Cycling In Norway, 2007
Updated 24 September, 2007
We can't keep putting it off. Today we will climb the notorious Gualarfjell, leaving the gentle rolling fjordside RV55 for the tough, skyward RV13. The RV13 will follow the Sognefjord for the first couple of hours of riding, and then will climb steeply upwards for ten or eleven kilometres through thirteen or fourteen hairpin bends to the top of the pass, at little lake Nystølen.
Today is breezy and cool, but the sun is out and we are anxious to be off. We pack the bikes at the rear fire exit of the hostel. Leaning mine against a waist-high garden light with a delicate frosted glass dome on top works fine until just before we set off, when the dome shatters with a bang, showering me with small pieces of glass. Janet carefully carries the shattered shade down to reception to apologise and pay for the damage, but the girl at the desk will hear none of it, and is soon on the 'phone to hunt down a replacement. We carefully wheel our bikes around the building, and then at ten o'clock sharp we swing ourselves into our respective saddles and set off.

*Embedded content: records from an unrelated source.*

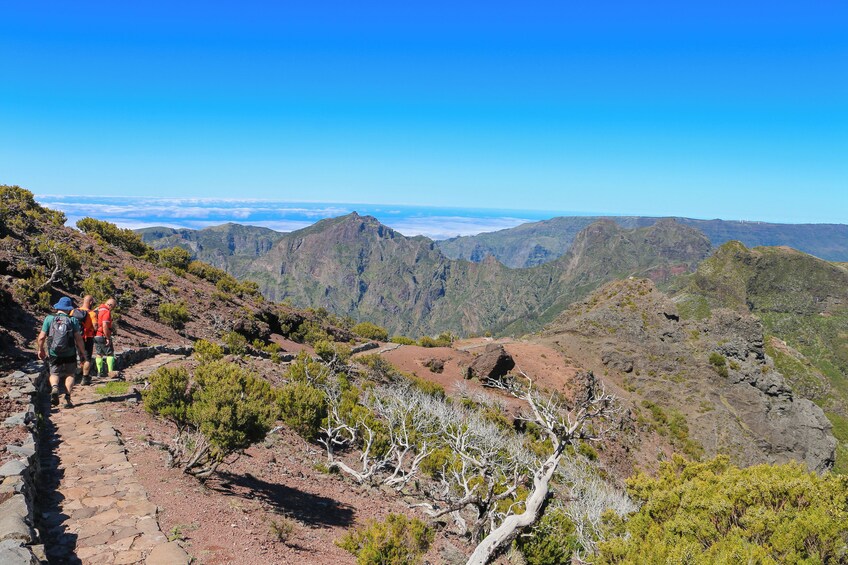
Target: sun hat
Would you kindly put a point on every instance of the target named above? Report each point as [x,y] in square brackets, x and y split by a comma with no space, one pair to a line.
[64,303]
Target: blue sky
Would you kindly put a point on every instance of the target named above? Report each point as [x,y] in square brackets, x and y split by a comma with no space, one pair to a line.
[701,109]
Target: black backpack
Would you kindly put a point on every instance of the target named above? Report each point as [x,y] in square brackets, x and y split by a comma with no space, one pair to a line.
[61,335]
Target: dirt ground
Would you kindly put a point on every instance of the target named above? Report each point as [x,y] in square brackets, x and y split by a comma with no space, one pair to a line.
[233,517]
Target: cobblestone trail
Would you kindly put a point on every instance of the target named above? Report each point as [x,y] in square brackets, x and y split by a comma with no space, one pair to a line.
[96,512]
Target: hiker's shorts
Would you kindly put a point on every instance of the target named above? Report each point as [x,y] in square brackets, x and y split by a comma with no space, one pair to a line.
[102,348]
[89,347]
[62,366]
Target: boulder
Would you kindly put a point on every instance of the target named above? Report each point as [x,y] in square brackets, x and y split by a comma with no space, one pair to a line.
[493,363]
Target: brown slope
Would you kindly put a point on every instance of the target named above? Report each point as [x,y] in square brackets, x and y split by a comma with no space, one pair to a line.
[632,333]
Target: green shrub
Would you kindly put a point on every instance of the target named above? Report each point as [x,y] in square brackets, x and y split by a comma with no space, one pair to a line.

It's a big relief to be underway. My bike feels good. The flat handlebars and MTB brake levers give me better control over the heavy trailer on the back, and for the first time in four or five years I can use all three front chainrings - I couldn't use the top ring with the Shimano 105 combined drop brakes and shifters. On the new trailer, P. has six gears of his own to choose from and a new more ergonomic saddle.
The road is fairly wide and completely empty; we are screened from the wind as we pedal quietly along beside the majestic fjord on our right, so we have a very enjoyable first hour. We soon catch up and pass another family we met at the hostel at Balestrand, who are out cycling on their own bicycles, but Dragsvik turns out to be up a steep hill that climbs away from the side of the fjord, so we don't have it all our own way.
Looking back to Janet on our first climb at Dragsvik
I've got the very detailed walking map of the area in a map case on my handlebar bag, and am trying to calculate where best to stop for lunch and how long it will take to reach the start of the big climb of the day. After Dragsvik, the road obligingly returns us to the side of the fjord for a very pleasant flat section to the little hamlet of Sværen, where we stop for an ice cream each at the last shop before the fjell proper...
We pile into the Joker store for ice creams at Sværen
Old barn, Sværen
P. is relishing the experience of being back on his bike on holiday; toys have been stashed carefully in the side pockets of the panniers he's pulling, and he's already reaching deep into last year's stock of questionable lyrics for songs to bellow while bicycling. The fjord is very pleasant to pedal along, but we could do without this weather; the cloud is already thickening over the mountains in front of us.
We stop for lunch
The first spots of rain come pattering down at lunchtime, so we take shelter in a handy bus stop at the turn off for Ulvastad. Salami and Throstrup cheese on good Norwegian granary bread for lunch, with cucumber and sultanas, and the rest of a carton of orange juice to drink. When we remount, we have turned away from the fjord for good, and our route takes us up the initially gentle climb of the Vetlfjorddalen. To keep P. pedalling, I recount the story of Askeladden and his eating contest with a troll, and then make up a tale about the long feud between the two farming families in the valley. By the time I've finished the latter, there's no mistaking the fact that we've got a major climb on our hands. And there's also our first real rain of the day, which falls finely at first but with increasing determination within the hour.